Memoirs continue to be popular. The best of the lot read like fiction. There’s a beginning, middle, and end, but events are not necessarily presented in chronological order. We learn about a life, while the facts, even if they’re simply emotional recollections, resonate with our lives.
Moss Hart’s Act One, first published in 1960, is now a Broadway musical. It’s been described as a “funny, heartbreaking, and suspenseful portrait of the artist as a young man.”
Jeanette Walls’ 2005 The Glass Castle has sold 2.5 million copies and was translated into twenty-two languages. It’s now in development in the capable hands of Jennifer Lawrence, who plans not only to star in the film version, but also to produce the movie.
Writers often get around to telling their own story.

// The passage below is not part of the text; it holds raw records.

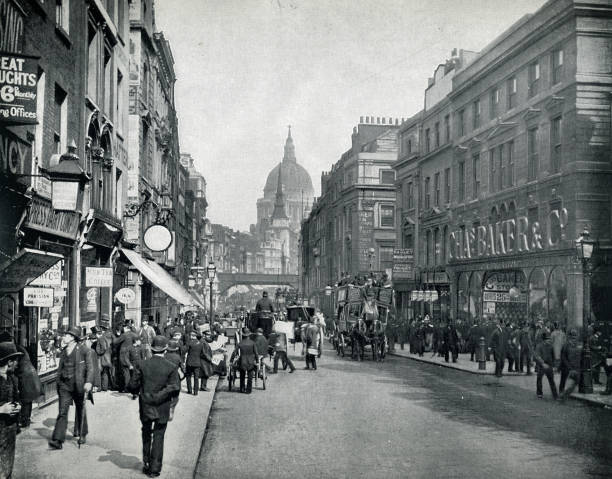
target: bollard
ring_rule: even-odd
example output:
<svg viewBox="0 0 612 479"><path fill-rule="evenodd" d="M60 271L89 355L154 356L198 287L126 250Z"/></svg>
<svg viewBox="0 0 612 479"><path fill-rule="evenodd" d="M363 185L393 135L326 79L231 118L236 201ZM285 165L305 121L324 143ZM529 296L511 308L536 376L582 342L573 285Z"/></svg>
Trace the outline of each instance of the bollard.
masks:
<svg viewBox="0 0 612 479"><path fill-rule="evenodd" d="M487 355L485 353L484 336L480 336L478 341L478 370L485 371L487 369Z"/></svg>
<svg viewBox="0 0 612 479"><path fill-rule="evenodd" d="M581 358L582 371L578 382L578 392L580 394L593 394L593 372L591 364L591 347L589 338L584 338Z"/></svg>

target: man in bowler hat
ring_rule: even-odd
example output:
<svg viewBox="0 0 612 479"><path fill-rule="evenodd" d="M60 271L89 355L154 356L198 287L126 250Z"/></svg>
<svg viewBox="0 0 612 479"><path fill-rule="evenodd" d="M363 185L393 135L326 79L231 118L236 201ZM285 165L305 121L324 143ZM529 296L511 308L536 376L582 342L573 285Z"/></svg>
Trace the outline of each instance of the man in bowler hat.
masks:
<svg viewBox="0 0 612 479"><path fill-rule="evenodd" d="M170 408L181 390L178 368L164 358L167 348L168 339L155 336L151 343L153 356L136 366L128 384L129 391L139 395L142 472L149 477L161 473Z"/></svg>
<svg viewBox="0 0 612 479"><path fill-rule="evenodd" d="M242 332L242 341L238 344L238 352L240 354L240 392L251 394L253 389L253 373L257 365L257 351L255 342L251 339L251 331L244 328ZM246 389L244 387L245 376L248 376Z"/></svg>
<svg viewBox="0 0 612 479"><path fill-rule="evenodd" d="M49 441L51 449L61 449L66 440L68 427L68 410L74 401L76 419L75 436L79 444L85 444L88 433L87 416L84 413L85 396L89 394L94 380L93 354L84 344L80 344L81 329L72 326L62 338L65 346L60 355L57 369L57 394L59 397L59 414L55 421L53 436Z"/></svg>

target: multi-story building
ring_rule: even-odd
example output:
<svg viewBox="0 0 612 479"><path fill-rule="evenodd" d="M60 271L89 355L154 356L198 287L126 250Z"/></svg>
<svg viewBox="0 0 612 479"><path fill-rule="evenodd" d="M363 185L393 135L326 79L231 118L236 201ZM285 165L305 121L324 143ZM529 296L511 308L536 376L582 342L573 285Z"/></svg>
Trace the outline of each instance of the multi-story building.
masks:
<svg viewBox="0 0 612 479"><path fill-rule="evenodd" d="M610 2L547 2L453 78L448 270L457 318L582 326L574 240L598 241L591 302L610 306ZM586 309L588 311L588 308Z"/></svg>
<svg viewBox="0 0 612 479"><path fill-rule="evenodd" d="M321 196L302 224L304 297L316 302L345 272L391 273L399 123L362 117L351 148L321 175Z"/></svg>
<svg viewBox="0 0 612 479"><path fill-rule="evenodd" d="M400 130L397 171L397 245L412 257L410 268L394 272L396 306L407 319L428 313L448 319L450 282L446 273L446 238L451 219L453 137L452 79L476 53L454 50L429 79L424 109ZM478 106L480 108L480 106ZM412 310L414 290L435 291L436 301L419 301ZM431 293L429 293L431 295ZM430 296L431 297L431 296Z"/></svg>
<svg viewBox="0 0 612 479"><path fill-rule="evenodd" d="M122 251L136 298L126 317L139 324L146 315L163 326L194 305L203 307L186 289L196 250L195 202L193 194L187 198L189 172L180 162L170 44L156 31L152 0L132 4L129 14L129 208ZM144 235L159 224L168 228L172 242L168 249L154 251Z"/></svg>
<svg viewBox="0 0 612 479"><path fill-rule="evenodd" d="M123 0L1 2L0 51L27 79L19 88L31 100L15 110L20 118L0 120L0 200L15 207L0 228L0 328L28 349L45 399L55 395L54 338L111 315L122 281L113 252L127 172L127 8ZM70 168L78 196L41 176Z"/></svg>

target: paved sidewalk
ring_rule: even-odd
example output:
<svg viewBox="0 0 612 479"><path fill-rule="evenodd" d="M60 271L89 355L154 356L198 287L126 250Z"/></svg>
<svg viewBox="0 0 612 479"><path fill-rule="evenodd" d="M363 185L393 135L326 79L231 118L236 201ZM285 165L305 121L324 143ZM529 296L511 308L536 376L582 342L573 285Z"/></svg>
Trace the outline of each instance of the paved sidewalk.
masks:
<svg viewBox="0 0 612 479"><path fill-rule="evenodd" d="M420 361L429 364L435 364L445 368L458 369L460 371L468 372L471 374L484 374L495 377L495 363L493 361L487 361L486 370L482 371L478 369L477 361L470 361L469 354L460 354L459 360L456 363L447 363L444 361L443 357L438 357L437 355L433 355L433 353L425 353L423 356L418 356L416 354L410 354L408 352L408 348L400 349L396 348L395 351L390 351L389 354L394 356L401 356L404 358L412 359L414 361ZM505 367L508 367L508 362L506 361ZM605 374L601 374L602 379L605 381ZM555 373L555 382L557 383L557 387L559 387L559 381L561 379L561 375L559 373ZM498 379L499 381L508 382L514 386L518 386L522 389L526 389L528 391L532 391L535 396L535 382L536 375L535 372L532 376L527 376L524 373L509 373L504 371L504 376ZM544 378L544 394L550 394L548 389L548 382ZM593 394L580 394L578 392L572 393L571 397L573 399L577 399L580 401L585 401L591 403L593 405L597 405L600 407L612 407L612 396L601 396L599 393L603 391L605 388L603 385L593 385ZM578 391L576 388L575 391Z"/></svg>
<svg viewBox="0 0 612 479"><path fill-rule="evenodd" d="M208 380L208 392L188 395L185 381L174 419L165 436L162 478L191 478L204 439L218 376ZM138 400L131 394L99 392L95 405L87 403L89 435L78 449L70 431L74 427L74 407L64 448L49 449L57 402L32 413L33 424L17 436L14 479L32 478L132 478L142 473L142 441Z"/></svg>

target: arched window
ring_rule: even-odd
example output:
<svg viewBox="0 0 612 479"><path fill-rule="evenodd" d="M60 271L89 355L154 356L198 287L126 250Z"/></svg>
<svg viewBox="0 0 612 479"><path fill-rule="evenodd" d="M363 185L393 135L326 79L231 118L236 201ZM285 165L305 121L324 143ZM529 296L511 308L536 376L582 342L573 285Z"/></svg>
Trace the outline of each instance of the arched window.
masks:
<svg viewBox="0 0 612 479"><path fill-rule="evenodd" d="M470 277L470 300L469 300L469 318L474 320L475 318L482 317L481 311L482 305L482 276L479 272L475 271Z"/></svg>
<svg viewBox="0 0 612 479"><path fill-rule="evenodd" d="M434 230L434 244L433 244L433 259L434 259L434 266L438 265L441 263L440 261L440 228L436 228Z"/></svg>
<svg viewBox="0 0 612 479"><path fill-rule="evenodd" d="M469 316L469 274L461 273L457 281L457 319L462 321Z"/></svg>
<svg viewBox="0 0 612 479"><path fill-rule="evenodd" d="M553 269L548 280L548 318L567 326L567 279L561 267Z"/></svg>
<svg viewBox="0 0 612 479"><path fill-rule="evenodd" d="M548 318L546 274L541 268L534 269L529 277L529 317L532 320Z"/></svg>

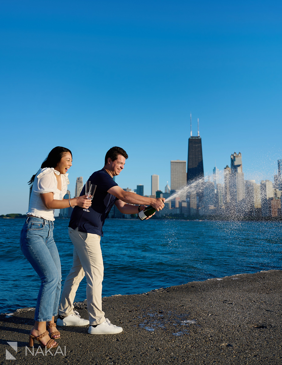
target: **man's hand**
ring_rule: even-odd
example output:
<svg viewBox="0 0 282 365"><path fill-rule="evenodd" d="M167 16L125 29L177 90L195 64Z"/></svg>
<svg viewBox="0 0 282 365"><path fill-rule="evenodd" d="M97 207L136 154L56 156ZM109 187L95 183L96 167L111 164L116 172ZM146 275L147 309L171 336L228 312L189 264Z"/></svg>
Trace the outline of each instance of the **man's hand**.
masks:
<svg viewBox="0 0 282 365"><path fill-rule="evenodd" d="M164 199L163 198L158 198L157 199L154 199L153 203L151 203L151 205L153 207L157 212L161 210L164 207Z"/></svg>

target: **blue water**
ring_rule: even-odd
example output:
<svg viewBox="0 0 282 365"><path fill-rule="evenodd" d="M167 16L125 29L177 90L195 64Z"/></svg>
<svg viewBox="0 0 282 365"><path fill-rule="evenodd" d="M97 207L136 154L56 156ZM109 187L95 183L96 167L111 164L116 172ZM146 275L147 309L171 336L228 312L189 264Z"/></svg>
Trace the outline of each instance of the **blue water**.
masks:
<svg viewBox="0 0 282 365"><path fill-rule="evenodd" d="M40 280L19 249L24 219L0 219L0 312L34 307ZM72 262L68 220L54 235L63 282ZM282 223L108 219L101 240L103 296L282 269ZM86 298L86 280L76 301Z"/></svg>

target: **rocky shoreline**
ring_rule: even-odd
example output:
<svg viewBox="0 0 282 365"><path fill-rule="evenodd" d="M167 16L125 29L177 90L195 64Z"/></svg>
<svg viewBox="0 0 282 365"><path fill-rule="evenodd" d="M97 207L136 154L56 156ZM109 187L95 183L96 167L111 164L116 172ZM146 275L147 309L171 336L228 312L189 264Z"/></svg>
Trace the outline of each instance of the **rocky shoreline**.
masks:
<svg viewBox="0 0 282 365"><path fill-rule="evenodd" d="M37 345L33 355L27 350L34 308L18 310L0 315L0 363L11 364L8 351L17 364L280 365L282 287L282 270L270 270L103 298L106 317L123 331L91 335L87 327L59 327L61 352L53 349L53 356ZM85 302L76 308L87 318Z"/></svg>

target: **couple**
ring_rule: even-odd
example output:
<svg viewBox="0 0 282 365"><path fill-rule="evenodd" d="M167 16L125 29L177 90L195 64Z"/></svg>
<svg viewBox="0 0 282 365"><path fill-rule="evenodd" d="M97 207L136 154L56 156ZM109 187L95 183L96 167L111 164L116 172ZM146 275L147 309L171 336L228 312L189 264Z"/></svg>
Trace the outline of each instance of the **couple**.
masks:
<svg viewBox="0 0 282 365"><path fill-rule="evenodd" d="M146 205L152 205L158 211L164 205L160 198L146 197L125 191L114 181L113 177L123 169L128 157L121 147L109 150L104 167L89 178L97 185L92 201L84 195L85 188L80 197L62 199L69 183L67 172L72 164L72 153L67 149L53 149L41 169L30 179L32 190L26 220L21 232L20 246L41 284L30 346L33 346L35 339L47 348L58 346L56 340L60 338L60 334L56 328L54 317L57 314L61 278L60 258L53 236L54 212L55 209L70 206L75 206L69 225L69 234L74 246L73 264L65 282L57 323L58 326L89 324L88 333L91 334L122 331L121 327L105 318L102 310L103 266L100 241L103 235L103 226L114 204L122 213L129 214L138 213ZM83 208L89 207L89 212L83 211ZM89 320L80 318L73 311L76 292L84 275Z"/></svg>

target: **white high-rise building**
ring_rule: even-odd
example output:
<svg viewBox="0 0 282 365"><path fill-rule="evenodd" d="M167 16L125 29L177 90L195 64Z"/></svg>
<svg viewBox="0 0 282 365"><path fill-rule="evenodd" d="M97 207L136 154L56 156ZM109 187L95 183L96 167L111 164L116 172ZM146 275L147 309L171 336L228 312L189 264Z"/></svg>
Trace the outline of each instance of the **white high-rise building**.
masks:
<svg viewBox="0 0 282 365"><path fill-rule="evenodd" d="M76 178L76 184L75 185L75 196L79 196L83 187L83 178L82 176Z"/></svg>
<svg viewBox="0 0 282 365"><path fill-rule="evenodd" d="M186 184L186 161L176 160L170 162L170 188L179 190Z"/></svg>
<svg viewBox="0 0 282 365"><path fill-rule="evenodd" d="M159 175L152 175L151 177L151 195L156 195L156 192L159 190Z"/></svg>

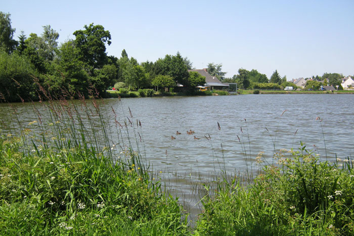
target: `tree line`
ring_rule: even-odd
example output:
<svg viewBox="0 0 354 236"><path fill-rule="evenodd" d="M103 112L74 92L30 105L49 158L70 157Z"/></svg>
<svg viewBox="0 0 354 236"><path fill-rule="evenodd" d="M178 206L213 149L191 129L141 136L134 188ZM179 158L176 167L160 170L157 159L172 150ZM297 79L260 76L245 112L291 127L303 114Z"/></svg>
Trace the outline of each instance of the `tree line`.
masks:
<svg viewBox="0 0 354 236"><path fill-rule="evenodd" d="M188 72L192 63L179 52L141 63L125 50L119 58L108 56L111 34L100 25L85 25L73 33L74 39L59 45L59 34L50 25L40 35L27 37L22 31L16 40L10 15L0 12L0 96L6 101L36 101L48 95L104 97L115 84L162 90L181 84L193 92L205 83L204 77Z"/></svg>
<svg viewBox="0 0 354 236"><path fill-rule="evenodd" d="M119 58L108 56L106 46L111 43L111 34L94 23L75 31L74 39L60 45L59 33L50 25L43 26L40 35L32 33L27 37L21 31L16 40L10 16L0 12L0 96L3 100L36 101L48 95L77 98L93 93L104 97L106 90L113 85L128 90L154 88L163 91L183 87L192 93L205 83L205 77L188 72L193 69L192 63L179 52L154 62L139 63L125 50ZM207 71L222 82L237 83L240 88L294 86L276 70L269 79L257 70L242 68L226 78L221 64L209 63ZM322 77L313 77L336 85L343 76L326 73Z"/></svg>

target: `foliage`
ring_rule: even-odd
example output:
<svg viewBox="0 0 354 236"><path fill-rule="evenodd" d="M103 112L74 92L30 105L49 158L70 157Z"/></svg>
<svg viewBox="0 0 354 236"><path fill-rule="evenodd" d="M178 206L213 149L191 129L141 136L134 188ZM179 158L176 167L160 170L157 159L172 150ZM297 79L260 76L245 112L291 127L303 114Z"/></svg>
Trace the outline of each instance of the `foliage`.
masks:
<svg viewBox="0 0 354 236"><path fill-rule="evenodd" d="M215 195L202 201L205 212L195 234L352 235L351 160L340 167L320 162L304 146L289 153L277 153L279 165L264 167L252 185L243 187L236 179L219 182ZM261 153L256 161L263 161Z"/></svg>
<svg viewBox="0 0 354 236"><path fill-rule="evenodd" d="M0 98L9 102L37 100L36 71L25 57L0 51Z"/></svg>
<svg viewBox="0 0 354 236"><path fill-rule="evenodd" d="M276 70L275 71L274 71L272 74L272 76L271 76L271 79L269 80L269 82L277 83L278 84L280 84L281 83L282 83L282 81L281 80L281 78L280 77L280 75L278 73L278 71L277 71L277 70Z"/></svg>
<svg viewBox="0 0 354 236"><path fill-rule="evenodd" d="M172 77L168 75L159 75L155 77L152 80L152 84L153 86L164 88L165 91L168 91L168 88L173 87L175 85L175 82Z"/></svg>
<svg viewBox="0 0 354 236"><path fill-rule="evenodd" d="M144 89L144 92L145 93L146 97L152 97L153 95L154 95L155 91L154 89L151 89L151 88L145 88Z"/></svg>
<svg viewBox="0 0 354 236"><path fill-rule="evenodd" d="M208 64L208 68L207 71L212 76L215 76L219 80L222 80L225 78L225 75L226 72L222 71L222 64L214 64L210 63Z"/></svg>
<svg viewBox="0 0 354 236"><path fill-rule="evenodd" d="M306 81L306 85L305 86L305 88L306 89L314 89L318 90L320 89L321 85L322 85L322 83L319 81L317 81L316 80L307 80Z"/></svg>
<svg viewBox="0 0 354 236"><path fill-rule="evenodd" d="M294 83L292 83L289 81L283 82L280 86L283 88L285 88L285 87L292 87L294 89L296 89L297 87L295 85Z"/></svg>
<svg viewBox="0 0 354 236"><path fill-rule="evenodd" d="M188 87L190 90L194 90L198 86L202 86L205 84L205 77L202 76L199 73L191 71L188 76Z"/></svg>
<svg viewBox="0 0 354 236"><path fill-rule="evenodd" d="M126 88L119 88L120 93L126 93L128 92L128 90Z"/></svg>
<svg viewBox="0 0 354 236"><path fill-rule="evenodd" d="M220 96L229 95L229 92L224 90L213 90L212 93Z"/></svg>
<svg viewBox="0 0 354 236"><path fill-rule="evenodd" d="M253 88L259 89L280 89L280 85L277 83L259 83L253 84Z"/></svg>
<svg viewBox="0 0 354 236"><path fill-rule="evenodd" d="M250 83L248 79L248 72L247 70L240 68L238 70L238 74L234 75L233 79L235 82L237 83L238 87L247 88L249 86Z"/></svg>
<svg viewBox="0 0 354 236"><path fill-rule="evenodd" d="M102 104L91 102L42 104L50 115L19 123L23 136L0 133L2 234L188 234L177 200L161 193L131 146L112 146ZM46 132L31 131L33 125Z"/></svg>
<svg viewBox="0 0 354 236"><path fill-rule="evenodd" d="M337 73L325 73L322 77L324 80L327 79L328 84L333 85L335 87L335 85L340 85L341 79L343 77L342 74Z"/></svg>
<svg viewBox="0 0 354 236"><path fill-rule="evenodd" d="M93 72L94 69L102 68L107 62L105 43L111 44L111 34L102 25L94 25L93 23L83 27L84 30L76 30L73 33L75 36L75 45L79 52L79 59Z"/></svg>
<svg viewBox="0 0 354 236"><path fill-rule="evenodd" d="M13 38L16 29L11 27L10 16L9 13L0 12L0 51L9 54L17 45L17 41Z"/></svg>

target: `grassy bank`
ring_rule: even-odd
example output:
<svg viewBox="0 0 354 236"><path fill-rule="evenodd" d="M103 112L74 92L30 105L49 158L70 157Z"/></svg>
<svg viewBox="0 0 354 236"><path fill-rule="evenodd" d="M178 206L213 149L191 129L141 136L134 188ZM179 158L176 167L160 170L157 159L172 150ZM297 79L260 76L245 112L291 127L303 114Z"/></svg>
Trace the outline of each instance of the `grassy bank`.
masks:
<svg viewBox="0 0 354 236"><path fill-rule="evenodd" d="M286 91L284 90L260 90L259 94L354 94L354 90L338 90L334 91L308 91L308 90L296 90ZM255 90L242 89L241 94L247 95L253 94Z"/></svg>
<svg viewBox="0 0 354 236"><path fill-rule="evenodd" d="M274 158L253 184L217 183L202 200L195 234L354 234L352 160L320 162L305 146ZM261 153L256 160L262 165Z"/></svg>
<svg viewBox="0 0 354 236"><path fill-rule="evenodd" d="M23 124L9 106L17 134L0 122L3 234L353 234L349 158L321 161L301 144L276 153L274 165L259 153L254 181L220 170L220 181L204 185L203 212L191 229L178 199L149 173L141 124L130 110L119 121L103 101L50 100L34 104L37 119Z"/></svg>
<svg viewBox="0 0 354 236"><path fill-rule="evenodd" d="M102 102L88 102L33 105L37 119L18 122L22 135L2 131L1 234L188 234L177 199L148 174L139 140L124 138L129 132L138 135L138 120L132 127L130 113L121 123L115 120L116 129L108 127ZM16 109L9 109L16 125ZM122 139L110 140L109 130Z"/></svg>

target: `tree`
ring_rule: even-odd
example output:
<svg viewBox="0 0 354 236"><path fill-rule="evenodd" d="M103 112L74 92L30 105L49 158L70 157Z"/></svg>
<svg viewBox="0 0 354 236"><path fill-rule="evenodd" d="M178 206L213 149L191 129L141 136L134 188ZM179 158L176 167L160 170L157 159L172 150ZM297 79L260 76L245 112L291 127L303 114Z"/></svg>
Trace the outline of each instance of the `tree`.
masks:
<svg viewBox="0 0 354 236"><path fill-rule="evenodd" d="M167 92L169 87L175 86L175 82L172 77L168 75L159 75L155 77L151 83L153 86L164 88L165 91Z"/></svg>
<svg viewBox="0 0 354 236"><path fill-rule="evenodd" d="M198 86L202 86L205 84L205 77L202 76L195 71L189 72L188 77L188 87L190 90L194 90Z"/></svg>
<svg viewBox="0 0 354 236"><path fill-rule="evenodd" d="M272 76L271 76L271 79L270 80L269 82L270 83L277 83L278 84L282 83L280 75L279 75L279 74L278 74L277 70L273 72Z"/></svg>
<svg viewBox="0 0 354 236"><path fill-rule="evenodd" d="M18 36L18 46L16 49L20 55L21 55L25 49L26 49L26 48L27 48L25 43L26 39L27 37L25 35L25 32L23 31L21 31L21 34Z"/></svg>
<svg viewBox="0 0 354 236"><path fill-rule="evenodd" d="M322 75L322 79L327 79L328 84L331 85L339 85L341 82L341 79L344 76L341 74L337 73L325 73Z"/></svg>
<svg viewBox="0 0 354 236"><path fill-rule="evenodd" d="M9 102L36 99L35 69L25 57L0 51L0 93Z"/></svg>
<svg viewBox="0 0 354 236"><path fill-rule="evenodd" d="M79 54L79 58L93 74L95 69L102 68L108 61L105 43L111 44L111 34L100 25L85 25L84 30L76 30L73 34Z"/></svg>
<svg viewBox="0 0 354 236"><path fill-rule="evenodd" d="M233 77L235 83L237 83L237 86L240 88L247 88L250 84L248 79L249 71L245 69L240 68L238 70L238 74L234 75Z"/></svg>
<svg viewBox="0 0 354 236"><path fill-rule="evenodd" d="M11 15L0 12L0 50L10 54L15 50L17 41L14 39L16 31L11 27Z"/></svg>
<svg viewBox="0 0 354 236"><path fill-rule="evenodd" d="M322 85L322 83L316 80L307 80L306 81L306 86L305 88L307 89L318 90L320 87Z"/></svg>
<svg viewBox="0 0 354 236"><path fill-rule="evenodd" d="M252 69L248 73L248 78L251 82L255 83L268 83L268 78L264 74L261 74L257 70Z"/></svg>
<svg viewBox="0 0 354 236"><path fill-rule="evenodd" d="M208 64L207 70L212 76L215 76L218 79L222 80L225 78L226 72L222 71L222 64L214 64L211 63Z"/></svg>

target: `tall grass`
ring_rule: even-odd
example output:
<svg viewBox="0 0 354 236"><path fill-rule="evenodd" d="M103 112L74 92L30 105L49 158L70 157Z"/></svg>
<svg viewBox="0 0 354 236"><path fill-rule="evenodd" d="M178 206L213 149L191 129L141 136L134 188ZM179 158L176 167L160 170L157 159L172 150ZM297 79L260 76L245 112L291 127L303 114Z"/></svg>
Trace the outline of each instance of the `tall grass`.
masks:
<svg viewBox="0 0 354 236"><path fill-rule="evenodd" d="M130 110L120 121L111 108L112 127L103 115L108 108L93 93L78 103L41 94L47 101L33 104L35 120L14 119L17 133L2 128L2 234L188 233L178 200L161 193L148 173L141 123ZM16 117L16 107L9 109Z"/></svg>
<svg viewBox="0 0 354 236"><path fill-rule="evenodd" d="M320 162L302 144L275 158L251 185L219 182L202 200L195 234L353 234L352 160Z"/></svg>

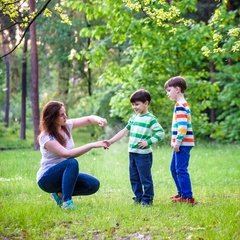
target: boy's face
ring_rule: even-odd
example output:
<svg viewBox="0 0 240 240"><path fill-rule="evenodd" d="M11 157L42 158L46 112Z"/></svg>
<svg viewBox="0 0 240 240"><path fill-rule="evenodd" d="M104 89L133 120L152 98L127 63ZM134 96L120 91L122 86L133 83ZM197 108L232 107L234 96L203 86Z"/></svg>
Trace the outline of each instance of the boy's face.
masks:
<svg viewBox="0 0 240 240"><path fill-rule="evenodd" d="M171 101L177 101L177 96L179 93L180 88L179 87L167 87L167 96Z"/></svg>
<svg viewBox="0 0 240 240"><path fill-rule="evenodd" d="M135 113L144 115L148 113L148 101L146 101L145 103L136 101L132 103L132 109L135 111Z"/></svg>

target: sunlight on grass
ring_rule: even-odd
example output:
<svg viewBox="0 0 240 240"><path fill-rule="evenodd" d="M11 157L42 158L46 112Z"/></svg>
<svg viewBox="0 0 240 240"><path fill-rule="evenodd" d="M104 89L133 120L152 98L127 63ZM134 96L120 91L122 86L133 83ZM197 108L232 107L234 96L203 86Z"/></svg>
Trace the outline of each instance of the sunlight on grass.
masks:
<svg viewBox="0 0 240 240"><path fill-rule="evenodd" d="M154 147L154 205L134 205L126 143L78 158L80 171L96 176L100 190L74 197L63 211L36 184L41 154L0 153L0 238L3 239L239 239L240 146L201 145L191 152L195 206L173 204L171 149Z"/></svg>

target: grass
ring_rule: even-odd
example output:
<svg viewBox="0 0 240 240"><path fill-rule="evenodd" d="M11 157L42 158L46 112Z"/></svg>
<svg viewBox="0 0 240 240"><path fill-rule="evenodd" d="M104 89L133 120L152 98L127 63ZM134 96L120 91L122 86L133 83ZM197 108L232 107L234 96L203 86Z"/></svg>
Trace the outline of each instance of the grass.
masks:
<svg viewBox="0 0 240 240"><path fill-rule="evenodd" d="M78 158L80 171L96 176L100 190L74 197L78 210L63 211L36 184L39 151L1 151L0 239L240 239L240 146L193 148L193 207L169 199L176 194L171 154L154 147L154 205L144 208L132 203L127 144L92 150Z"/></svg>

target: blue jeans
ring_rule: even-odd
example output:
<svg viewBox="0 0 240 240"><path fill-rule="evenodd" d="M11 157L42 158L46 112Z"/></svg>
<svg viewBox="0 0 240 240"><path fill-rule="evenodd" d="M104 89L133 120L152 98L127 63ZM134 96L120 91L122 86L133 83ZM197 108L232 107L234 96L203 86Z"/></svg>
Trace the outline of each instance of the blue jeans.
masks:
<svg viewBox="0 0 240 240"><path fill-rule="evenodd" d="M66 202L72 196L97 192L100 182L87 173L79 172L78 161L70 158L48 169L38 181L38 186L48 193L62 192Z"/></svg>
<svg viewBox="0 0 240 240"><path fill-rule="evenodd" d="M182 198L192 198L192 187L188 164L192 147L180 147L180 152L173 152L170 170L176 184L178 194Z"/></svg>
<svg viewBox="0 0 240 240"><path fill-rule="evenodd" d="M132 191L143 203L151 203L154 197L152 180L152 153L129 153L129 172Z"/></svg>

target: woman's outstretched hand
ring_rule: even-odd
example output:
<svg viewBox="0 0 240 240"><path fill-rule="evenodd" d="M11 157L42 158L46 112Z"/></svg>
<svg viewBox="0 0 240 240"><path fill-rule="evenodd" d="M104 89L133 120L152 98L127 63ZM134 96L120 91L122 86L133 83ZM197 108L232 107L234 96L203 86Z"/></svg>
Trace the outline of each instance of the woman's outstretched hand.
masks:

Most recently, Frances Mayes, known for her personal reflections on living in Italy, including Under the Tuscan Sun, penned her autobiography, detailing her coming of age in rural Georgia.
So, too, do actors, who continue to act. Andrew McCarthy actually became a writer who travels or a traveler who writes. I’m not sure which came first. Molly Ringwald wrote Getting the Pretty Back, half memoir and half guide to girl things. Rob Lowe’s two autobiographies have been well received. Yes, the 1980s Brat Pack have done all right in the writing department.
The cast members from Beverly Hills 90210, now in their forties, are a prolific bunch, too. Shannen Doherty put out a guide to being a badass, if not a bad girl, something she knows about all too well. Jenny Garth found time to share her triumphs and tribulations as a single working Mom, and Tori Spelling continues to spill her guts, both on television and in print. And, this just in: Jason Priestley: A Memoir was recently released.
As far as the stories Priestley tells of his costars in the 1990s drama series, Doherty notes, “I always say that everyone has their own version of the truth, and memories are very funny things.”